Bei einer natürlichen Schwangerschaft wandert der Embryo fünf Tage lang vom Eileiter in die Gebärmutter, wo er sich in der Gebärmutterschleimhaut einnistet. Während dieser Reise in die Gebärmutter sondert die Eizelle Botenstoffe ab, die die Gebärmutterschleimhaut auf die Einnistung vorbereiten. Bei der ISME-T-Methode wird versucht, diesen natürlichen Prozess nachzuahmen, indem eine kleine Menge des Nährmediums, in dem sich der Embryo im Labor entwickelt hat, in die Gebärmutterhöhle übertragen wird. Dieses Medium enthält Substanzen, die der Embryo ausgesondert hat, und wirkt sich daher positiv auf die Vorbereitung der Gebärmutterschleimhaut für die Aufnahme des Embryos aus.

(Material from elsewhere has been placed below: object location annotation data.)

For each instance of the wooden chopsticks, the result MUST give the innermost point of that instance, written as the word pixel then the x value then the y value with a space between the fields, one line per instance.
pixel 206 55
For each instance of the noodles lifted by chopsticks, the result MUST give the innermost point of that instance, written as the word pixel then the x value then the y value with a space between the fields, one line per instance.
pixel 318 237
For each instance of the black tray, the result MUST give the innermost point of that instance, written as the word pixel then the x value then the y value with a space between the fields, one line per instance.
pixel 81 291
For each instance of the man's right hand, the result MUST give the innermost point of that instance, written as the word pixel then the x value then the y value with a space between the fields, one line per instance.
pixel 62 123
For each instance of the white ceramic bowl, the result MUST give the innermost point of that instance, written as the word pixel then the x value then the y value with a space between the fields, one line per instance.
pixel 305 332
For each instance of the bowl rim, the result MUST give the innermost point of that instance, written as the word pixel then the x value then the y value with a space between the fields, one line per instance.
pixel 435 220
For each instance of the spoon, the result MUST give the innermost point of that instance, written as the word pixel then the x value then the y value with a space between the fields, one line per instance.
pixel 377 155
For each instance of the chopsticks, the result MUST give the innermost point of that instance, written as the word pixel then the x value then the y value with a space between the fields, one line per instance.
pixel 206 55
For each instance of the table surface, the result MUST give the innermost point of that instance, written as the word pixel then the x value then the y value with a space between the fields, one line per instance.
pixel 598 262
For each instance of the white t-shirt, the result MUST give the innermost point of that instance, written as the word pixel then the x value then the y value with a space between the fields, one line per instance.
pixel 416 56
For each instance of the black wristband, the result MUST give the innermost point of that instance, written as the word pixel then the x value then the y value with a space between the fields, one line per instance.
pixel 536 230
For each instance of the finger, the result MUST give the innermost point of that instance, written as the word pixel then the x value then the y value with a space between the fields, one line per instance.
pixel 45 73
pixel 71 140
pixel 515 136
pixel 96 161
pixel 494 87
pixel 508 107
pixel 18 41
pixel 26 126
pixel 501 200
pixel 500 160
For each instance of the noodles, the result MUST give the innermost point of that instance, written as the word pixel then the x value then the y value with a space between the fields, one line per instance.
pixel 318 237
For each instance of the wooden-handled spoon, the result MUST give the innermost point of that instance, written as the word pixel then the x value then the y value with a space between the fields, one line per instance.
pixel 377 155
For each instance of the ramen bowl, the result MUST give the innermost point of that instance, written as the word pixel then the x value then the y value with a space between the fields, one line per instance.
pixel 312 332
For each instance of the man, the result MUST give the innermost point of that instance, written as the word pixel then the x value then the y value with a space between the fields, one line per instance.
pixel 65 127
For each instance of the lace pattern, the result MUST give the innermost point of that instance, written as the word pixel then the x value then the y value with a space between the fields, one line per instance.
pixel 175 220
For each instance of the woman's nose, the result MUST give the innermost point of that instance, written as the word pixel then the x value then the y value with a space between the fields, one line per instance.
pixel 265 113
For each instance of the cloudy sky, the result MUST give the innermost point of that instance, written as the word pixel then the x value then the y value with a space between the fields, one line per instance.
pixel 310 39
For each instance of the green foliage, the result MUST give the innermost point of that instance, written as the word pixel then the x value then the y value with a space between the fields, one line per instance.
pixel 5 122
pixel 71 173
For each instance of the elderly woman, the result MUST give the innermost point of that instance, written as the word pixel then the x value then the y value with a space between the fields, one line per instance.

Für wen ist die ISMET geeignet?

Die Methode ist besonders für Frauen geeignet, bei denen die Einnistung des Embryos in die Gebärmutterschleimhaut scheiterte. Um die Chancen auf eine Schwangerschaft zu erhöhen, ist diese Methode auf jede IVF-Behandlung anwendbar.

Wie läuft die ISMET ab?

Am dritten Tag nach der Eizellentnahme wird eine geringe Menge des Nährmediums in die Gebärmutterhöhle der Frau eingeführt. Die Verabreichung erfolgt mit einem dünnen Katheter und ist völlig schmerzfrei. ISME-T wird ambulant durchgeführt, und nach der Verabreichung des Mediums ist keine Ruhepause notwendig.

Der eigentliche Transfer des Embryos in die Gebärmutter erfolgt am fünften bis sechsten Tag seiner Kultivierung.